Y él dijo: -Eres el pequeño Alex, ¿verdad?
– El mismo -dije-. Ha pasado mucho, mucho tiempo desde aquellos buenos tiempos de antes, muertos y enterrados. Y el pobre Georgie, según me dijeron, está bajo tierra, y el viejo Lerdo es un militso brutal, y aquí estás tú y aquí estoy yo, ¿y qué noticias tienes, viejo drugo?
– Qué manera de hablar más rara, ¿verdad? -dijo la débochca entre risitas.
– Éste es un viejo amigo -le dijo Pete a la débochca-. Se llama Alex. -Y volviéndose hacia mí añadió:- Te presento a mi mujer.
Me quedé boquiabierto. -¿Tu mujer? -balbucí-. ¿Mujer mujer mujer? Ah, no, eso no es posible. Eres demasiado joven para estar casado, viejo drugo. Imposible, imposible.
La débochca que era la mujer de Pete (imposible, imposible) soltó otra risita y le dijo: -¿Tú también hablabas de esa manera?
– Bueno… -dijo Pete, y sonrió-. Tengo cerca de veinte años. Bastante viejo para casarse, y ya hace dos meses. Tú eras muy joven y muy adelantado, recuerda.
– En fin… -Seguía como pasmado.- Me cuesta de veras hacerme a la idea, viejo drugo. Pete casado. Vaya vaya vaya.
– Tenemos un piso pequeño -dijo Pete-. Gano muy poco en State Marine Insurance, pero las cosas mejorarán, seguro. Y Georgina…
– ¿Puedes repetir el nombre? -dije, con la rota aún abierta como un besuño. La mujer de Pete (mujer, hermanos) volvió a soltar otra risita.
– Georgina -dijo Pete-. Georgina también trabaja. De mecanógrafa, ¿sabes? Nos las arreglamos, nos las arreglamos. -Hermanos, no podía apartar los glasos de él, de verdad. Había crecido y tenía golosa de hombre crecido también.- Tienes que venir a vernos alguna vez -dijo Pete-. Sigues pareciendo muy joven a pesar de tus terribles experiencias. Sí sí, sí lo leímos todo. Pero, por supuesto, aún eres muy joven.
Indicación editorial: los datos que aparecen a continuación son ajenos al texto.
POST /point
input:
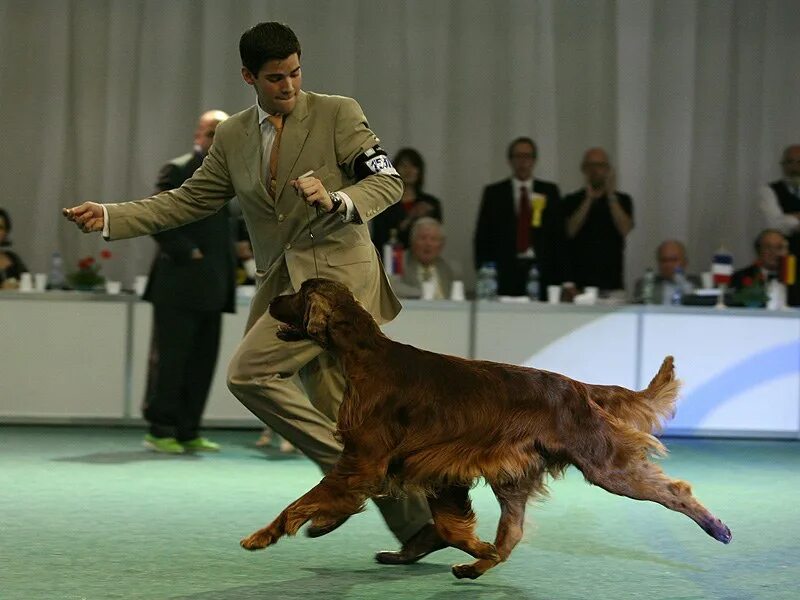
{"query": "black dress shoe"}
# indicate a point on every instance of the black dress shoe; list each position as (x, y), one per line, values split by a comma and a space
(422, 543)
(314, 531)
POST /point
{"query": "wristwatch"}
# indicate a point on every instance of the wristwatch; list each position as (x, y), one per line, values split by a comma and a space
(336, 200)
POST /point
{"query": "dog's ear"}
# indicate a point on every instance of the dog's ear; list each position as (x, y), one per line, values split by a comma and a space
(318, 309)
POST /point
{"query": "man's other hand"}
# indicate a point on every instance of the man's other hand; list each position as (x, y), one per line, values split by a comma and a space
(87, 216)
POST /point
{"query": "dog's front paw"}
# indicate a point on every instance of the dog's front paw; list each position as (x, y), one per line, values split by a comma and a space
(466, 571)
(257, 541)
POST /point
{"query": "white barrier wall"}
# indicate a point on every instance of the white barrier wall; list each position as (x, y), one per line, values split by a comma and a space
(73, 357)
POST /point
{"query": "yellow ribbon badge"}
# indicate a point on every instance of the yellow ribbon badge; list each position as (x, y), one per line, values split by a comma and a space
(539, 203)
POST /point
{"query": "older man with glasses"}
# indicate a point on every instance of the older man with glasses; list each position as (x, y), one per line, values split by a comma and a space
(780, 204)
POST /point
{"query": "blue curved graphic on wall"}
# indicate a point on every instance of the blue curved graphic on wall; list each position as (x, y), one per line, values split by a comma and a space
(755, 370)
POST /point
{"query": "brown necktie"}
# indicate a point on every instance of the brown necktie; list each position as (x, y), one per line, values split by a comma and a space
(277, 122)
(524, 221)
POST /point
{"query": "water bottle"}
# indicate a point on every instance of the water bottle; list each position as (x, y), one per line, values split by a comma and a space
(56, 279)
(533, 285)
(649, 287)
(481, 292)
(491, 281)
(679, 287)
(389, 254)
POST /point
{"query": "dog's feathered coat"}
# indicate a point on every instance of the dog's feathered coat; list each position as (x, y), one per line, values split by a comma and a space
(417, 419)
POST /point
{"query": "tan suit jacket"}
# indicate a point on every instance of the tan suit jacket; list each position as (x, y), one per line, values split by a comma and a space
(324, 134)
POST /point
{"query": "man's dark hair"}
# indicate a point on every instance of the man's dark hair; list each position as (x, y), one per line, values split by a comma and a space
(415, 158)
(762, 234)
(5, 216)
(523, 140)
(265, 42)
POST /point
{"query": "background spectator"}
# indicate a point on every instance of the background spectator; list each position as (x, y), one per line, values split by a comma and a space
(780, 203)
(191, 283)
(670, 255)
(770, 246)
(11, 265)
(414, 204)
(424, 262)
(599, 218)
(520, 221)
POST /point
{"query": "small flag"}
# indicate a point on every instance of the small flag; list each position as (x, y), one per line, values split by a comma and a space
(722, 267)
(789, 269)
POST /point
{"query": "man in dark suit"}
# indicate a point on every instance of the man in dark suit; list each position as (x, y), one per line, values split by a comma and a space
(771, 247)
(599, 218)
(521, 222)
(780, 204)
(191, 283)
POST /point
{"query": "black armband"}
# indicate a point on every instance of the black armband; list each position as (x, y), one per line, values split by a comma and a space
(373, 162)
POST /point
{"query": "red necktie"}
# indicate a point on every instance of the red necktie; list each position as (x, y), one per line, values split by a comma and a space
(524, 221)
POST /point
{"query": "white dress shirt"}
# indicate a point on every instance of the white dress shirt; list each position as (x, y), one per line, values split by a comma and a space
(774, 216)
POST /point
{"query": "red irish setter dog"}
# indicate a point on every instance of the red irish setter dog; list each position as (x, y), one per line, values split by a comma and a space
(412, 419)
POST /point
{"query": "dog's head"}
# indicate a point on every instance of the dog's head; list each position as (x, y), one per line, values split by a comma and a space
(308, 313)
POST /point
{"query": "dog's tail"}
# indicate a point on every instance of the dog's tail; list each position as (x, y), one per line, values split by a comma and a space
(648, 409)
(653, 406)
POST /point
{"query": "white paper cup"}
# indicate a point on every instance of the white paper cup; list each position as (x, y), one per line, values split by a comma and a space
(457, 291)
(428, 290)
(25, 282)
(140, 284)
(40, 282)
(250, 268)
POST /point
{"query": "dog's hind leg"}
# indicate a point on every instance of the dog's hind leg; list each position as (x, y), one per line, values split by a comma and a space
(642, 480)
(455, 522)
(513, 498)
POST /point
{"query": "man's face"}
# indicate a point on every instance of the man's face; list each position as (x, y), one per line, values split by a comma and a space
(670, 257)
(522, 161)
(408, 172)
(204, 134)
(791, 163)
(772, 247)
(427, 245)
(596, 168)
(277, 84)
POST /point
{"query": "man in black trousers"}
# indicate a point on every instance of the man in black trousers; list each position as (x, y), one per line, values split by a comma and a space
(521, 223)
(192, 282)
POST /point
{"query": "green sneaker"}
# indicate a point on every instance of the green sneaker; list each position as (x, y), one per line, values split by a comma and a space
(200, 445)
(163, 445)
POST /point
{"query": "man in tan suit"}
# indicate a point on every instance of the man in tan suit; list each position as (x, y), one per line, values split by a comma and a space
(263, 155)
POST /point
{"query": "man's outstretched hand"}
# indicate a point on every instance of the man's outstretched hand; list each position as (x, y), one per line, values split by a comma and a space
(87, 216)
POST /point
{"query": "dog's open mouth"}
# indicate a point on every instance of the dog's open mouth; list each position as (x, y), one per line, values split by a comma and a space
(289, 332)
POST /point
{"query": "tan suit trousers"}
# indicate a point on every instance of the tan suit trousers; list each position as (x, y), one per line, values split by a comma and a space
(262, 375)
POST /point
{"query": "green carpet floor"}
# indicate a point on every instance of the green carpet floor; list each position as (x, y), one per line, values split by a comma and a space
(86, 513)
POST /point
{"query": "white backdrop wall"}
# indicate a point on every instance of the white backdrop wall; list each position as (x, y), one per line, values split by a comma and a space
(693, 99)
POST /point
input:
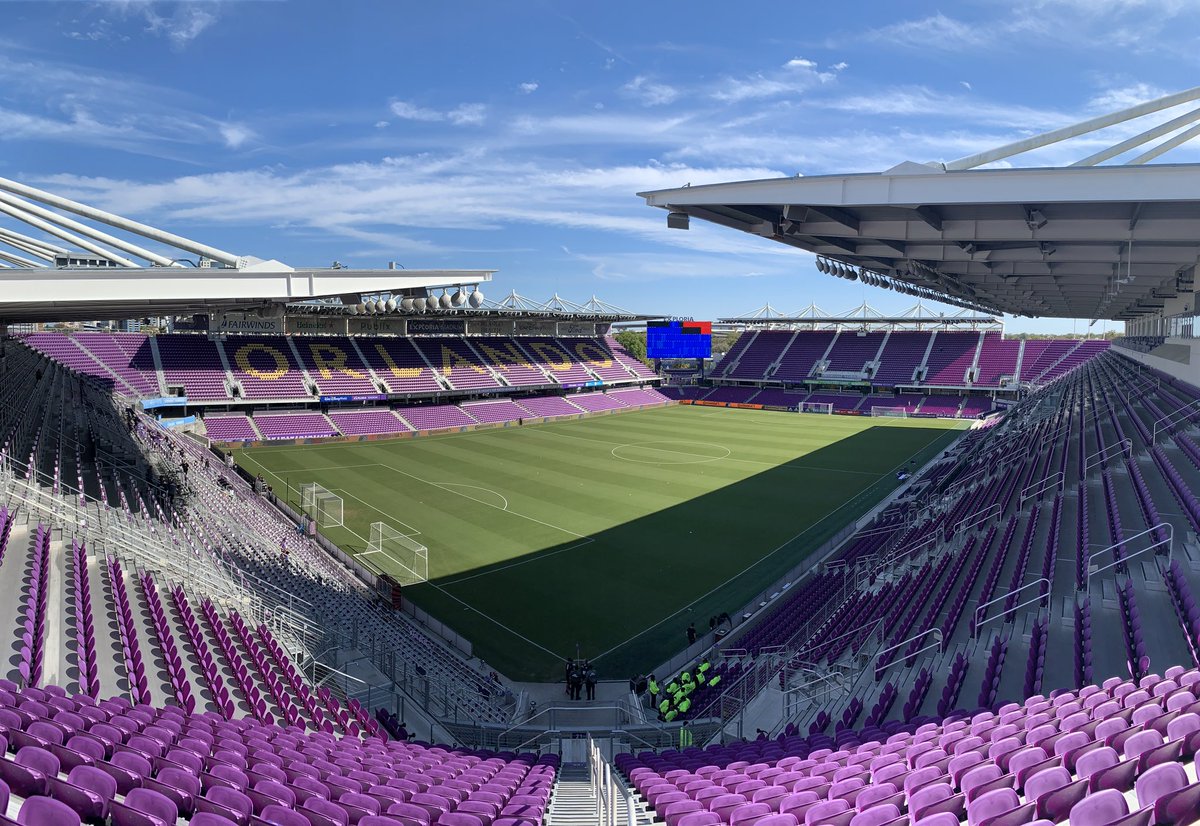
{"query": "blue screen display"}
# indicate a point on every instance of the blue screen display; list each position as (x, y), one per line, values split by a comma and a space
(679, 340)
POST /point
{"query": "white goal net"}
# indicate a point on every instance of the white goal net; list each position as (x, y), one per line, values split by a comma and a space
(323, 507)
(397, 555)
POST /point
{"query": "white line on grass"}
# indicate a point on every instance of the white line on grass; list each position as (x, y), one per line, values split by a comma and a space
(520, 562)
(726, 581)
(431, 582)
(497, 622)
(486, 504)
(729, 459)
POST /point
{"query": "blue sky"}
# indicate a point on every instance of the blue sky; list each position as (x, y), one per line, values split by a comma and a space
(514, 135)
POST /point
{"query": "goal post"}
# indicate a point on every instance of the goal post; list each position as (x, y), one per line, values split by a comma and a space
(397, 555)
(323, 507)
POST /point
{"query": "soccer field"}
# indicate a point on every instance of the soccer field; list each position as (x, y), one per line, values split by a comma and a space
(606, 536)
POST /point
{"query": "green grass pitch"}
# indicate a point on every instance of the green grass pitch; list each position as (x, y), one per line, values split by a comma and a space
(606, 536)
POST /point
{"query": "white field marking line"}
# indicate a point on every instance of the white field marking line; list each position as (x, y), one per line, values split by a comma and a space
(588, 540)
(460, 484)
(425, 440)
(732, 459)
(486, 504)
(697, 458)
(757, 562)
(330, 467)
(492, 620)
(382, 513)
(497, 622)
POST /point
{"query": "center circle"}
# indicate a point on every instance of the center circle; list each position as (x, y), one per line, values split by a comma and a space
(667, 452)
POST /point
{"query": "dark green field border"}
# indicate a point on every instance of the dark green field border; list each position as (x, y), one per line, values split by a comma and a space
(628, 658)
(660, 640)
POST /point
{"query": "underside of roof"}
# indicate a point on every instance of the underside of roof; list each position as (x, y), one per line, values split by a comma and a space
(1074, 243)
(1080, 241)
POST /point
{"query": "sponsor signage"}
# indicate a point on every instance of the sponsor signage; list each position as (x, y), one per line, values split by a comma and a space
(377, 325)
(166, 401)
(317, 324)
(576, 329)
(437, 327)
(366, 396)
(492, 327)
(537, 328)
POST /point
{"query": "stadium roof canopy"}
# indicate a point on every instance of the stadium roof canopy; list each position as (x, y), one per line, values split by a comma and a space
(57, 264)
(1079, 241)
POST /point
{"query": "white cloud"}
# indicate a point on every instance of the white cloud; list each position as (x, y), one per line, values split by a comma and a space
(649, 93)
(412, 112)
(465, 114)
(185, 24)
(235, 135)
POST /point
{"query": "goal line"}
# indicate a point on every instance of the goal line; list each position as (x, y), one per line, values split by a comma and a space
(397, 555)
(323, 507)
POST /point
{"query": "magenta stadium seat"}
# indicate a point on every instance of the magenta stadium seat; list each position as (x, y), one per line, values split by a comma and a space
(46, 812)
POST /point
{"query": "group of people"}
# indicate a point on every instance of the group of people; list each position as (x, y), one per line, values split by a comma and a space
(580, 675)
(675, 699)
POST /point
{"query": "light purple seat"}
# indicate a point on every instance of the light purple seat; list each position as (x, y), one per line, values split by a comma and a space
(991, 804)
(46, 812)
(280, 815)
(209, 819)
(1101, 808)
(876, 815)
(144, 807)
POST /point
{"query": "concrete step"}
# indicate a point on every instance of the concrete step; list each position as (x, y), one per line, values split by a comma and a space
(574, 803)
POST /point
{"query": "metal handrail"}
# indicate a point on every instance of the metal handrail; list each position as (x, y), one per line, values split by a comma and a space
(978, 519)
(1169, 542)
(1055, 479)
(1125, 446)
(1181, 413)
(936, 644)
(978, 624)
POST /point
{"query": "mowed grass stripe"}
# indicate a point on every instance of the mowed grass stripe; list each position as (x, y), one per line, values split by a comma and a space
(663, 534)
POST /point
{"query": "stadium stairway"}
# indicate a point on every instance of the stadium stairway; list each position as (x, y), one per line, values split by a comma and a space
(574, 802)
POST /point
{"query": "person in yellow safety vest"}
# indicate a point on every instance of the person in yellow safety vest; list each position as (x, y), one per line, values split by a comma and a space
(685, 738)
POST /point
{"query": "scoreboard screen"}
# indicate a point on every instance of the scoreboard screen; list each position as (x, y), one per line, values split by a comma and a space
(679, 340)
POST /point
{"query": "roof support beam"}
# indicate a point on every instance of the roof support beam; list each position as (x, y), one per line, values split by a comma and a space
(82, 243)
(930, 216)
(119, 222)
(1066, 132)
(89, 232)
(835, 215)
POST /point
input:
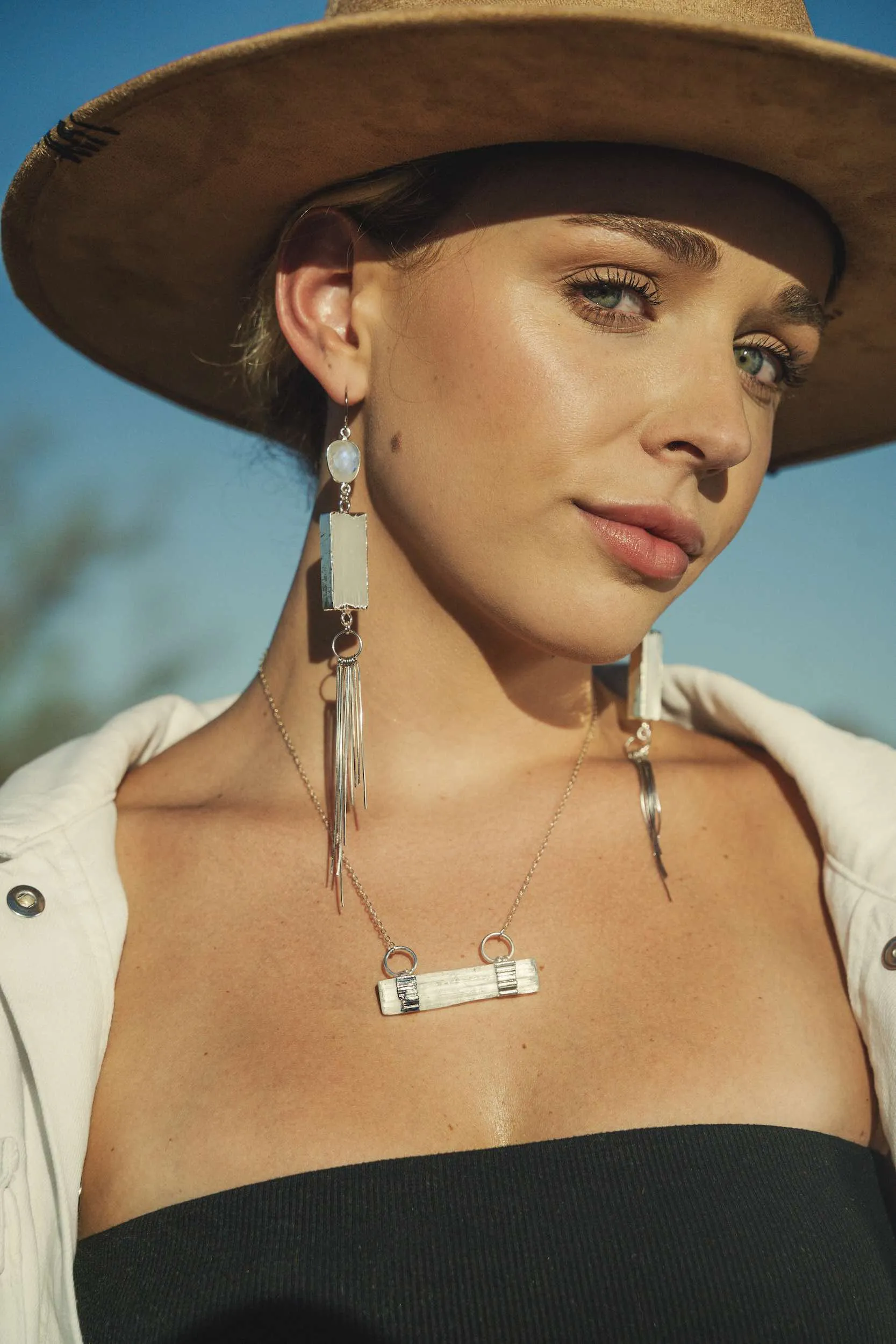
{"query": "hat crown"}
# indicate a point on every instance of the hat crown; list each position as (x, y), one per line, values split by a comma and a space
(782, 15)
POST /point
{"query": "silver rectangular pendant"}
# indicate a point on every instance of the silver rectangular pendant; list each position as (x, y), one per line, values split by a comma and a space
(501, 979)
(645, 679)
(345, 561)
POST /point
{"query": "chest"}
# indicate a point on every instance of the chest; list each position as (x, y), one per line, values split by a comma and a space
(248, 1041)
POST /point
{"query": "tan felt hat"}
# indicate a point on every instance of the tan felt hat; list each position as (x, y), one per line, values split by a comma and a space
(135, 229)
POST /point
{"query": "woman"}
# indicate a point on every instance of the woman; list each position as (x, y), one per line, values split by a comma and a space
(562, 363)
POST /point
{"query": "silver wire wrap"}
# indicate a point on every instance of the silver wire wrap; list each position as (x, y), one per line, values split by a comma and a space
(639, 752)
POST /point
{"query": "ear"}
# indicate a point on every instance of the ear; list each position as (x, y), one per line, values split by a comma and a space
(319, 303)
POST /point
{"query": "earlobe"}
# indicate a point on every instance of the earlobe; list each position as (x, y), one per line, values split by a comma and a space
(316, 287)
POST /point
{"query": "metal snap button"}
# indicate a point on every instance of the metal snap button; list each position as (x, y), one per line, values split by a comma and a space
(27, 901)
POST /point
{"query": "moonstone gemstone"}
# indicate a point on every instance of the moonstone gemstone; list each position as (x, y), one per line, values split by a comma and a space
(343, 460)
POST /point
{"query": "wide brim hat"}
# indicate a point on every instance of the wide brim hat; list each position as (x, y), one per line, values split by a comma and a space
(136, 227)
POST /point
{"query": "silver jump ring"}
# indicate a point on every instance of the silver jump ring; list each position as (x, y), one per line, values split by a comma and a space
(350, 657)
(409, 952)
(504, 937)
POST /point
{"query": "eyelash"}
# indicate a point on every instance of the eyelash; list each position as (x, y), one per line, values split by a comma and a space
(793, 373)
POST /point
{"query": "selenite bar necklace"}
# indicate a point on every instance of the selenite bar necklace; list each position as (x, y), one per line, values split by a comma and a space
(500, 976)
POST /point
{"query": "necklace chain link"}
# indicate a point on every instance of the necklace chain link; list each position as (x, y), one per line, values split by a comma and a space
(356, 882)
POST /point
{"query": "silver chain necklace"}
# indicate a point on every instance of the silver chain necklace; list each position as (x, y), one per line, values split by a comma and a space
(500, 976)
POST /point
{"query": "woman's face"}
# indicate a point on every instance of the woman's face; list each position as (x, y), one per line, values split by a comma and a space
(602, 342)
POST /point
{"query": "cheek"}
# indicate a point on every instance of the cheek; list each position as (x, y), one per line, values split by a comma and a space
(494, 393)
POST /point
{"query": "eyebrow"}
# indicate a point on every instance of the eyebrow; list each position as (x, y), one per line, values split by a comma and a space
(688, 248)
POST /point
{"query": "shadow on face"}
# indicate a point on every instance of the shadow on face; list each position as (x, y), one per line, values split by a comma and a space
(571, 389)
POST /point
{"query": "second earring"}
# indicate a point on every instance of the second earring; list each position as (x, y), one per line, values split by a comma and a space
(345, 590)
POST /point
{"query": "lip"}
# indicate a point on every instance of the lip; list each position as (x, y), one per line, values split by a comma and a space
(652, 538)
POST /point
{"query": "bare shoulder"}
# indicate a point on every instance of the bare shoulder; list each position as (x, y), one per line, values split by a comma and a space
(743, 795)
(192, 773)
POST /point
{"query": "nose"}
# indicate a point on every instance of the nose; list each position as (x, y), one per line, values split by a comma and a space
(703, 414)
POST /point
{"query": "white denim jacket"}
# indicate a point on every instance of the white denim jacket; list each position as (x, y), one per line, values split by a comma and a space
(58, 967)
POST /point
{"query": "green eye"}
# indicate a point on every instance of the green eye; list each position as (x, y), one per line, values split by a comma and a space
(605, 296)
(609, 297)
(762, 364)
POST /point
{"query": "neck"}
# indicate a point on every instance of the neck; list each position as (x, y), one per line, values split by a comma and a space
(448, 698)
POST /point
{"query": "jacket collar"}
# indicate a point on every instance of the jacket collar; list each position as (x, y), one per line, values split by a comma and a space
(848, 783)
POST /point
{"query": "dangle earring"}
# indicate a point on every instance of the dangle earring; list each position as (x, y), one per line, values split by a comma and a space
(644, 707)
(345, 590)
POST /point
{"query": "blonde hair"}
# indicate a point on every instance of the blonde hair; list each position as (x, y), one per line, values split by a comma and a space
(398, 208)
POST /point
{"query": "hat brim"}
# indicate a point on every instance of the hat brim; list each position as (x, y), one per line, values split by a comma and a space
(138, 237)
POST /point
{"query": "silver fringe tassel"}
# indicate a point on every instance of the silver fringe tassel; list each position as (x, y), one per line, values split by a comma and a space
(639, 752)
(348, 754)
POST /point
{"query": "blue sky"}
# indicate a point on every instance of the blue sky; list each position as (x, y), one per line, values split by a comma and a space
(801, 604)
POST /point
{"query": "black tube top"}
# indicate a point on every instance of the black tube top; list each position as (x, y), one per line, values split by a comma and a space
(701, 1234)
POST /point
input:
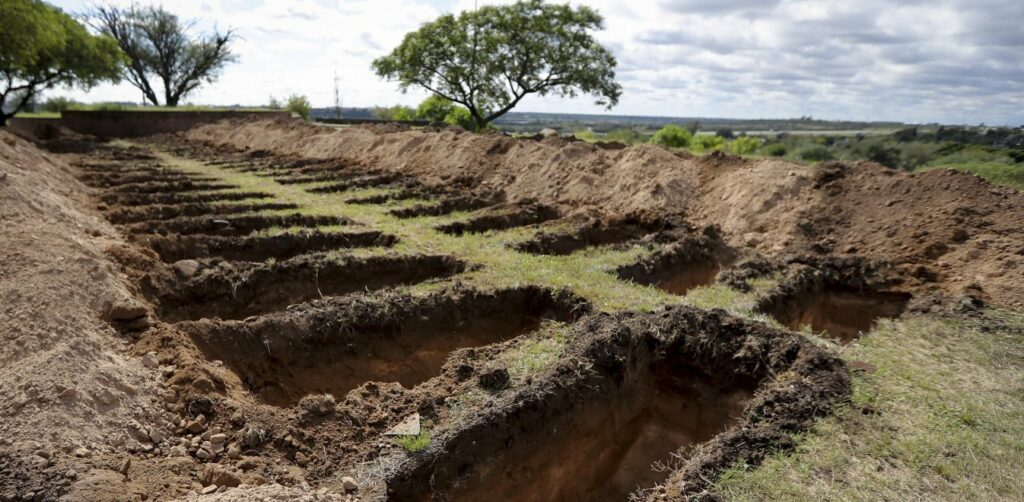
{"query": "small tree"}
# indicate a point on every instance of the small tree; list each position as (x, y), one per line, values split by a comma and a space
(159, 46)
(434, 109)
(299, 105)
(707, 142)
(744, 144)
(672, 136)
(42, 47)
(489, 58)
– Dieciocho -dije-. Recién cumplidos.
– Dieciocho, ¿eh? -dijo Pete-. Tan mayor ya. Bueno bueno bueno. Ahora tenemos que irnos -añadió, y le dedicó a su Georgina una mirada amorosa y oprimió una de sus rucas entre las suyas y ella le devolvió una mirada igual, oh hermanos míos-. Sí -dijo Pete mirándome-, vamos a una pequeña fiesta en casa de Greg.
– ¿Greg? -dije.
– Ah, claro -dijo Pete-, tú no conoces a Greg. Greg vino después de tu época. Entró en escena mientras estabas ausente. Organiza pequeñas fiestas, reuniones de copas y juegos de palabras sobre todo. Pero muy agradables, muy tranquilas. Inofensivas, si entiendes por dónde voy.
– Sí -dije-. Inofensivas. Sí, sí, video ese verdadero espanto. -Al oír esto la débochca Georgina se rió otra vez de mis slovos. Y luegos los dos itearon a sus vonosos juegos de palabras en casa del tal Greg, quienquiera que fuese. Y yo me quedé odinoco mirando mi chai con leche, frío a aquellas alturas, pensativo e inquieto.